A simple exercise for the Putinophobes is in order. They might benefit greatly from asking themselves a few questions. Here are four examples:

Pre- or post-revolution, did you hold the Shah of Iran in furious contempt, as you do Putin? Did news reports encourage you to do so?

What about the Saudi monarch?

More specifically now: What about Recep Tayyip Erdoğan, Turkey’s president, with whom Washington is now allied, although one cannot say for sure it is an alliance against ISIS, precisely.

What about Benjamin Netanyahu, Israel’s prime minister?

And, best for last, what about Boris Yeltsin? Did you despise Yeltsin? Were you ever urged to?

Conclusion: All of these leaders, drawn from a list longer than my years on earth, were or are American allies. Every one acted or acts toward his people—in Netanyahu’s case the Palestinians—more objectionably than Putin has in his very worst decisions. This is so by magnitudes. Every one has been either excused from close scrutiny or enjoys a more or less favorable press in America. And very few of us are the least bit exorcised about these leaders’ records in power.

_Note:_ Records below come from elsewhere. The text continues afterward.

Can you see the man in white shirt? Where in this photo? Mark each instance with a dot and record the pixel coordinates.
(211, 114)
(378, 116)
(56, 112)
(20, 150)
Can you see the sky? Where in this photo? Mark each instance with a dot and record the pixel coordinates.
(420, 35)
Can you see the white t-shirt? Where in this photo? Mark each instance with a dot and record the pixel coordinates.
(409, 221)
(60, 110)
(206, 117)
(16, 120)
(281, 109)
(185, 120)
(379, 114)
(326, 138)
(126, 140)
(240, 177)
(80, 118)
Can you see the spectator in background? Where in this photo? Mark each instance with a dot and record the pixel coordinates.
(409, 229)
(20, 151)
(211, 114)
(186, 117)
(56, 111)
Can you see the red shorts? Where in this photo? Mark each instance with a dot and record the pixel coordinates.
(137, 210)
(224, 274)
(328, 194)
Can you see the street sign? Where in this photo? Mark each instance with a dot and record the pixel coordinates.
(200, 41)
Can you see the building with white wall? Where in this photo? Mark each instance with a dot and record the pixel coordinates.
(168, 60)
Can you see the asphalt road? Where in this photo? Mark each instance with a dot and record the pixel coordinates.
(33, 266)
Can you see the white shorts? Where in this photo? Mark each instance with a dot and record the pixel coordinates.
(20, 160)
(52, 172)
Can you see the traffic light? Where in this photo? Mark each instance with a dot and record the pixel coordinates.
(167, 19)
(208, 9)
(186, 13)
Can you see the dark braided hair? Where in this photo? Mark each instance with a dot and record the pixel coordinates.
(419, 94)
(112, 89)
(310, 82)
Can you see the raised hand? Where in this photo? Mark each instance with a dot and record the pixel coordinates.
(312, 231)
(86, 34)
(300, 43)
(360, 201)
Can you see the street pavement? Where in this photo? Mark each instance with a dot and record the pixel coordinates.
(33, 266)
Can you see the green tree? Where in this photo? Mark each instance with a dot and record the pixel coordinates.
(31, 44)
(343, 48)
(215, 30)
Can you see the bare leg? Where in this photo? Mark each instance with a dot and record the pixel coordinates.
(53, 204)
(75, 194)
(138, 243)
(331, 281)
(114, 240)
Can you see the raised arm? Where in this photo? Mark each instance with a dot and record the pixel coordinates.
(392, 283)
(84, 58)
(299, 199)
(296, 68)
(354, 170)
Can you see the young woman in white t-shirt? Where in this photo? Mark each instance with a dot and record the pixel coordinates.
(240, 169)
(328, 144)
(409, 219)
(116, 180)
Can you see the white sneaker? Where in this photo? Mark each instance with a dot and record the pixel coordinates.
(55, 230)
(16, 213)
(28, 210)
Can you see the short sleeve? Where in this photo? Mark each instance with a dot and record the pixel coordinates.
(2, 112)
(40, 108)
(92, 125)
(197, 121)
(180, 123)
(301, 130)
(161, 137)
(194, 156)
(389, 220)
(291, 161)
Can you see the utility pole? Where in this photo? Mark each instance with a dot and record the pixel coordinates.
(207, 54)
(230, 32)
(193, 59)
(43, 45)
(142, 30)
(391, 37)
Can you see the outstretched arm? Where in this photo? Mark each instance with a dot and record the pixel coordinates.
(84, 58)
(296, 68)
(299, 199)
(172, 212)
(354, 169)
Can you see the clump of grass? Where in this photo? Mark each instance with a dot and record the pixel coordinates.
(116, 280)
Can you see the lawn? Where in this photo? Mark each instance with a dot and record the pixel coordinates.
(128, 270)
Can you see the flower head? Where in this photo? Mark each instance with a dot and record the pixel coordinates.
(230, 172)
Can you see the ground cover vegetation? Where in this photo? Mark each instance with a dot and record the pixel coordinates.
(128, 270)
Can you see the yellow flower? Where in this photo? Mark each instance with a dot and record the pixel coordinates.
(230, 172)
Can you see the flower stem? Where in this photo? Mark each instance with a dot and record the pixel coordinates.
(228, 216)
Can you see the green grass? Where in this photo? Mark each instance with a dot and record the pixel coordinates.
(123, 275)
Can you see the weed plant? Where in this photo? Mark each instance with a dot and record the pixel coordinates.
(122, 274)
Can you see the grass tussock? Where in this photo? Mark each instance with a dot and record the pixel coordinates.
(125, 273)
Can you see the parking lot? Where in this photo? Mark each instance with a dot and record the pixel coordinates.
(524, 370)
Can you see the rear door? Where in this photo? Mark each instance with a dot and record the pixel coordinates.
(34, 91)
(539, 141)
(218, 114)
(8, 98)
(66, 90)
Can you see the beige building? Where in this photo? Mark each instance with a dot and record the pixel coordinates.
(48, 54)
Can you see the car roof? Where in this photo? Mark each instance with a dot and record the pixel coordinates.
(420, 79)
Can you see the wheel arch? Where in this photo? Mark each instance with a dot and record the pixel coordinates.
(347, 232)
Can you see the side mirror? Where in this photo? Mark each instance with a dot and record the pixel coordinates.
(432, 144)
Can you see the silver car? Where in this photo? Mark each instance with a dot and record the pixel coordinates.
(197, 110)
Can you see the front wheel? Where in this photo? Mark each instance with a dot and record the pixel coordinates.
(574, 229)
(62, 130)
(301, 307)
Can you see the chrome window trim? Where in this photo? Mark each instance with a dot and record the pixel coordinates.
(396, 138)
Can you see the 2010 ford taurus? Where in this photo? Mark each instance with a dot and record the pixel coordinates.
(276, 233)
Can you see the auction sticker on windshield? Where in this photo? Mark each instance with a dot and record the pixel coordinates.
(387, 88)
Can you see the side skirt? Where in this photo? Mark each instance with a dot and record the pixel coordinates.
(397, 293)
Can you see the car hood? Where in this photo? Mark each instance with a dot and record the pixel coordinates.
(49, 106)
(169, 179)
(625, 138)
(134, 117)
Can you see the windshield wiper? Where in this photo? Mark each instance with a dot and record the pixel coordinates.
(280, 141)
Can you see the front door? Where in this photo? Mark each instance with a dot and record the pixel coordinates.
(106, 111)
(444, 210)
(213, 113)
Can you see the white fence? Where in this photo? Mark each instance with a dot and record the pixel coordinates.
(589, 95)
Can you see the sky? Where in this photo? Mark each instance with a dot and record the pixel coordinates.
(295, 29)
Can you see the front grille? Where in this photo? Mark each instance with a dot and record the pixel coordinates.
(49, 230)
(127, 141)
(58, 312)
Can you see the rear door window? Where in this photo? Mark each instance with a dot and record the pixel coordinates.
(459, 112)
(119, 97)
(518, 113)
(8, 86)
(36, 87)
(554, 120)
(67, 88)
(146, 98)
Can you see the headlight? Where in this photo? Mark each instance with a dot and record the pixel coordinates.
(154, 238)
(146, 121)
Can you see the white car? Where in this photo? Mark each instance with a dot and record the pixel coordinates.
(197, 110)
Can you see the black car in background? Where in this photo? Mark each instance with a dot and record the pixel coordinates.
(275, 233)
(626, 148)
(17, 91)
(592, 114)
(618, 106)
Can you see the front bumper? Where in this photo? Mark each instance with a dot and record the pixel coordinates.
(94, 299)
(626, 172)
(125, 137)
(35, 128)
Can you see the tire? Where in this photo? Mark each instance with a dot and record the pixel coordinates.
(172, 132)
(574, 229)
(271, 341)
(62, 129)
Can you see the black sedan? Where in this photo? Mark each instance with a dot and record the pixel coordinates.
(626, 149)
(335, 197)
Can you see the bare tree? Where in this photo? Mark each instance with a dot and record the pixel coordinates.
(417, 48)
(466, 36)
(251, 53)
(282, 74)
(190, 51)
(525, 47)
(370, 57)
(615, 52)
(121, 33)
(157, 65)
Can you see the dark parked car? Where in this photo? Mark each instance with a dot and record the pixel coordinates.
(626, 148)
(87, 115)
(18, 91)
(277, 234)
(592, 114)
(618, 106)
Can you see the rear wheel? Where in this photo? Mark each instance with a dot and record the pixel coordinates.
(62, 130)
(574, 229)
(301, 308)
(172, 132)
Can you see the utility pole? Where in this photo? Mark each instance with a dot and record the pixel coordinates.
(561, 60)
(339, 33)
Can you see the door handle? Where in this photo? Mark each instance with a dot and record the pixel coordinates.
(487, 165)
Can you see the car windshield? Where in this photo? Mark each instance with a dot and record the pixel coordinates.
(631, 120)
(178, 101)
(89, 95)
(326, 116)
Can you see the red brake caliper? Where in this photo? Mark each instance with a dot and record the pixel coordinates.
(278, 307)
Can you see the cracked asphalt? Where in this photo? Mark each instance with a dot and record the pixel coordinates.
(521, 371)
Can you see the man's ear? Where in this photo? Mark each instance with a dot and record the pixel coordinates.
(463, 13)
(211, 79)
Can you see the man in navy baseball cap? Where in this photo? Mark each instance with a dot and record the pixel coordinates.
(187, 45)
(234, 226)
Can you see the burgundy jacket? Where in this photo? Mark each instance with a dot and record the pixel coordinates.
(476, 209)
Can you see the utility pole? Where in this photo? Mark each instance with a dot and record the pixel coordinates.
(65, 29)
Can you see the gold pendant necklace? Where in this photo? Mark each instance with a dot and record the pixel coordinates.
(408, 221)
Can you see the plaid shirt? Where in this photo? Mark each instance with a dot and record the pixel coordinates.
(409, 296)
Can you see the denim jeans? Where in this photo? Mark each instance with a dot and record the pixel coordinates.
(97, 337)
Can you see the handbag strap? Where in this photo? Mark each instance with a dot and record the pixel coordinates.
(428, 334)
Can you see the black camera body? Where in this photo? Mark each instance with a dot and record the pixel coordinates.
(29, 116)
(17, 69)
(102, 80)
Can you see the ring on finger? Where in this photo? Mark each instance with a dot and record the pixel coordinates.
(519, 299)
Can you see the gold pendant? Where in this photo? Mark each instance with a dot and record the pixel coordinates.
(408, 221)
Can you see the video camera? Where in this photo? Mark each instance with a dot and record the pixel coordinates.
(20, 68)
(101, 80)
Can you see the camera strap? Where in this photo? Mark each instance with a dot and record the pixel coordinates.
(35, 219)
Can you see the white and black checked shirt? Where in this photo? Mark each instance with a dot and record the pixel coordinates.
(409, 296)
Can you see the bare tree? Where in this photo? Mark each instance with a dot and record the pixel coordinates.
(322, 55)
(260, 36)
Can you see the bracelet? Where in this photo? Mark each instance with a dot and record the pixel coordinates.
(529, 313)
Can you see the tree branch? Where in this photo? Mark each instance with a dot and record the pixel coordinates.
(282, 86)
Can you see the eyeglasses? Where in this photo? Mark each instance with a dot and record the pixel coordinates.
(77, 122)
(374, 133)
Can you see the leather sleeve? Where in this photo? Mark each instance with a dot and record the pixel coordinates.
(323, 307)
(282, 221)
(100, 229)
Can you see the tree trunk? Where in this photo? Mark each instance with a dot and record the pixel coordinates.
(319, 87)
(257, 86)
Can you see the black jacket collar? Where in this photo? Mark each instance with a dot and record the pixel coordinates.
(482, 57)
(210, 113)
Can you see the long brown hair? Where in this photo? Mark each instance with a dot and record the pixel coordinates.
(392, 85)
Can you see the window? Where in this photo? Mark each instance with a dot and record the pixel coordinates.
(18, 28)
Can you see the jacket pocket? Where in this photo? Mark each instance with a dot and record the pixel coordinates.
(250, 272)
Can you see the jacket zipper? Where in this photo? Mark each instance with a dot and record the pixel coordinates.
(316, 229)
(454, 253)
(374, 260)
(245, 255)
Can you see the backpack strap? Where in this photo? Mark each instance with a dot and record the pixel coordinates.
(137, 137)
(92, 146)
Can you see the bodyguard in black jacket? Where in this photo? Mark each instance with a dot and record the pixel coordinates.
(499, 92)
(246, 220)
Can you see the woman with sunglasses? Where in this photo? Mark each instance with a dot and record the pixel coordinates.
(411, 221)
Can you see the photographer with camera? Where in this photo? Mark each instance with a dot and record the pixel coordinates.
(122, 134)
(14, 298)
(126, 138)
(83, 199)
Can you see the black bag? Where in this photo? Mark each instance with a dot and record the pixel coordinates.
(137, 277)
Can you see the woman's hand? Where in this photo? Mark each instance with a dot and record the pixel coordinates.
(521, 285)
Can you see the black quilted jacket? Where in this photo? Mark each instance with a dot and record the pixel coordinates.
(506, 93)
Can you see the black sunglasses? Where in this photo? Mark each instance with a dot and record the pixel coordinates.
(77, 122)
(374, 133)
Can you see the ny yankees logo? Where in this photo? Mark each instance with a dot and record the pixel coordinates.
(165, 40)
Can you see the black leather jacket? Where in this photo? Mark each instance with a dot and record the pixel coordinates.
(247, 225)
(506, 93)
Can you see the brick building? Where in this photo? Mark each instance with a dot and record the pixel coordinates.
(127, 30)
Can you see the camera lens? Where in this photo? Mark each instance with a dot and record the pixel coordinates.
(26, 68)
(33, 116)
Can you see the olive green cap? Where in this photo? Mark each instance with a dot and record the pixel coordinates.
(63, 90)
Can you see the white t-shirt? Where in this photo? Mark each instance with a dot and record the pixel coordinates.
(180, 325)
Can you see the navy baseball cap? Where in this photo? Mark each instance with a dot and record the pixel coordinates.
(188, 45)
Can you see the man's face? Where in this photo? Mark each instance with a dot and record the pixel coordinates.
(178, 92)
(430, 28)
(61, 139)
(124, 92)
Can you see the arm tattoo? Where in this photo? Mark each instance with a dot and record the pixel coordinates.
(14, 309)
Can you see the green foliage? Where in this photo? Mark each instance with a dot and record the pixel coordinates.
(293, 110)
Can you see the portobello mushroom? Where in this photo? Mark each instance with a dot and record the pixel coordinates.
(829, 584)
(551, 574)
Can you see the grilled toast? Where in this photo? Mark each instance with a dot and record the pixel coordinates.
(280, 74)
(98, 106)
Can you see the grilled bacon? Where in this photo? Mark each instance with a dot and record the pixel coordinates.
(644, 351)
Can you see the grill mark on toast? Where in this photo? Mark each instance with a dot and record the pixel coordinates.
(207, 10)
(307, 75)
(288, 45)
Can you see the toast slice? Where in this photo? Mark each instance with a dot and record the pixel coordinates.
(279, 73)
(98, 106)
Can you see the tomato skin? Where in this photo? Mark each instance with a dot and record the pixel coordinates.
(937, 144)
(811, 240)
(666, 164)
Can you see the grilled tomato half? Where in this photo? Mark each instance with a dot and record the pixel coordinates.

Here is what too many of us need to know—somewhat urgently at this important moment: We are inflamed by, despise or obsess upon exactly those leaders we are told to and, generally speaking, few to no others. It is a simple question of crowd control, and I assume readers are familiar with this phrase’s associations. That our leaders are ever attempting to conscript our minds and sentiments, in effect making fools of us, is another way to put the point.

Consequential events in world affairs now unfold before our eyes. We must clear our heads of propaganda’s litter. There is plenty to understand, and anyone who cares to can, never mind how little help one gets from leaders and our press.